Cabinet Secretary for Rural Economy and Tourism
- In office 18 May 2016 – 20 May 2021
- First Minister: Nicola Sturgeon
- Preceded by: Richard Lochhead
- Succeeded by: Mairi Gougeon

Minister for Business, Energy and Tourism
- In office 20 May 2011 – 18 May 2016
- First Minister: Alex Salmond Nicola Sturgeon
- Preceded by: Jim Mather
- Succeeded by: Paul Wheelhouse

Minister for Community Safety
- In office 17 May 2007 – 20 May 2011
- First Minister: Alex Salmond
- Preceded by: Johann Lamont
- Succeeded by: Roseanna Cunningham

Member of the Scottish Parliament for Inverness and NairnInverness East, Nairn and Lochaber (1999–2011)
- In office 3 May 1999 – 9 April 2026
- Preceded by: Parliament re-established
- Succeeded by: Emma Roddick

Personal details
- Born: 23 September 1957 (age 68) Glasgow, Scotland
- Party: Independent (2025–) Scottish National Party (until 2025)
- Spouse: Margaret McAdam ​ ​(m. 1983; died 2006)​
- Parent: Winnie Ewing
- Relatives: Annabelle Ewing (sister)
- Education: University of Glasgow Loretto School, Edinburgh

= Fergus Ewing =

Scottish politician (born 1957)

Fergus Stewart Ewing (born 23 September 1957) is a Scottish independent politician. Formerly a member of the Scottish National Party (SNP), he served as the Scottish Government's Cabinet Secretary for Rural Economy and Tourism from 2016 to 2021, having previously held two junior ministerial posts.

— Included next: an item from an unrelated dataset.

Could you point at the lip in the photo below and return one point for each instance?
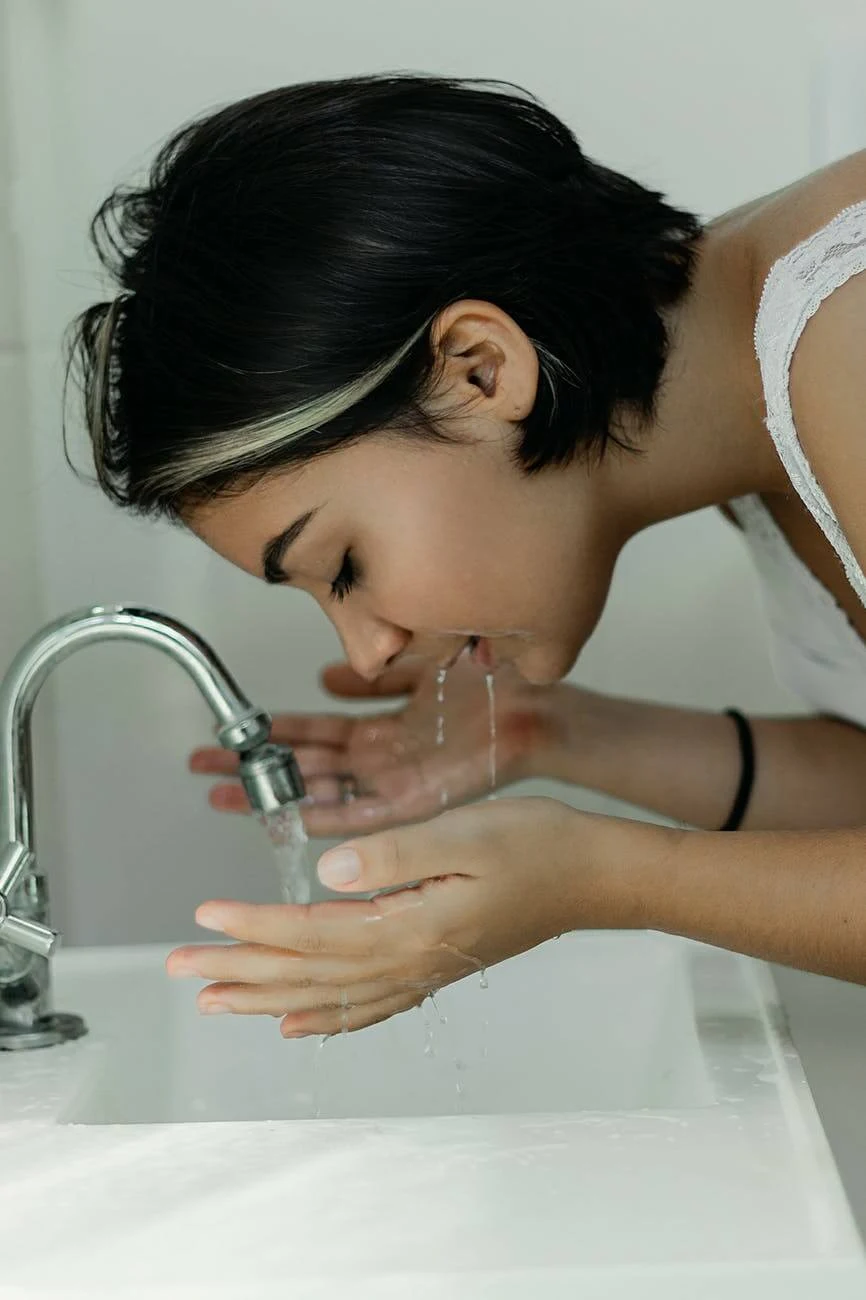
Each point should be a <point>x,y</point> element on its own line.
<point>483,654</point>
<point>449,663</point>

He was a Member of the Scottish Parliament (MSP) between 1999 and 2026, representing Inverness East, Nairn and Lochaber until 2011, and then its successor seat Inverness and Nairn. From 2021 to 2025, Ewing was a perennial rebel in the Scottish Parliament, frequently voting against the SNP leadership and voicing discontent with government policy. This eventually led to a short suspension of the party whip in 2024 and his departure from the SNP in June 2025.

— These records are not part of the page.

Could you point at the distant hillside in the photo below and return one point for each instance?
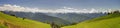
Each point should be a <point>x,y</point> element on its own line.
<point>108,21</point>
<point>58,18</point>
<point>7,21</point>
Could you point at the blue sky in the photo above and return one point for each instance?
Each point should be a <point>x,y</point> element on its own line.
<point>52,4</point>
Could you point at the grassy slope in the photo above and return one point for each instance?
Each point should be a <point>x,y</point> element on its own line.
<point>14,22</point>
<point>108,21</point>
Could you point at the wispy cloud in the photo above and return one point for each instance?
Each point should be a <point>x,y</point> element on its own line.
<point>8,7</point>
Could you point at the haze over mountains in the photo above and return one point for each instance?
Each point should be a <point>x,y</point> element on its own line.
<point>64,15</point>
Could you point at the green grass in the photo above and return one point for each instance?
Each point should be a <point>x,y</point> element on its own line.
<point>14,22</point>
<point>108,21</point>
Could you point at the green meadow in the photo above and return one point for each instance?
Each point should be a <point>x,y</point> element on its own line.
<point>107,21</point>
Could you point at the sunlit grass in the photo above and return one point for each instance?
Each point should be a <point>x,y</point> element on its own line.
<point>20,23</point>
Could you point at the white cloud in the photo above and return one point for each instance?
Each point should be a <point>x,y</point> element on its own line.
<point>8,7</point>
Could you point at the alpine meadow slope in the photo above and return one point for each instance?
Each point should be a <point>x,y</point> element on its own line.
<point>109,21</point>
<point>7,21</point>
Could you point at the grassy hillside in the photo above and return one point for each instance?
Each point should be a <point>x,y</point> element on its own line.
<point>7,21</point>
<point>108,21</point>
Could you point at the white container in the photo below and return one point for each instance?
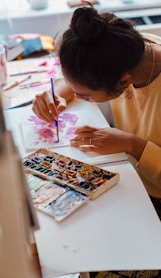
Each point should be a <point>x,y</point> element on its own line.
<point>38,4</point>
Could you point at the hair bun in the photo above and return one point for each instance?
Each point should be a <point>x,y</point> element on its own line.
<point>87,24</point>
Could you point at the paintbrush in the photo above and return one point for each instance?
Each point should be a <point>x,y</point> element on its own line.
<point>56,121</point>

Born in Glasgow, Ewing attended Loretto School in Musselburgh. He graduated from the University of Glasgow with an LLB and worked as a solicitor in the two decades prior to becoming an MSP. In the first election to the Scottish Parliament, which took place in 1999, both his wife, Margaret Ewing, and mother, Winnie Ewing, were elected to the parliament alongside him. In 2011, his sister Annabelle Ewing became an MSP too. Following the SNP victory in the 2007 Scottish Parliament election Ewing held a series of posts in government until his departure in 2021. After that he became a vocal critic of government policy and was particularly opposed to the SNP's cooperation agreement with the Scottish Greens.

In 2025, he announced that he would stand against the SNP in the Inverness and Nairn constituency as an independent candidate in the 2026 Scottish Parliament election. This bid for re-election was unsuccessful and he came third behind the SNP and Scottish Liberal Democrats, with a total of 7,840 votes, or, 21.3% of the overall vote.

== Early life ==
Ewing is the son of the veteran Scottish nationalist Winnie Ewing, who served as a Member of Parliament (MP) in the House of Commons, as a Member of the European Parliament (MEP), and an MSP. His father, Stewart, was an accountant who also served as Winnie Ewing's election agent and had been an SNP councillor in Glasgow.

Educated at Loretto School, in Musselburgh, he studied law at the University of Glasgow where he was a member of the Glasgow University Scottish Nationalist Association. At the age of 18, he was employed as his mother's secretary in the European Parliament. Before his election to the Scottish Parliament in 1999, Ewing worked as a solicitor for around 20 years and ran his own legal practice.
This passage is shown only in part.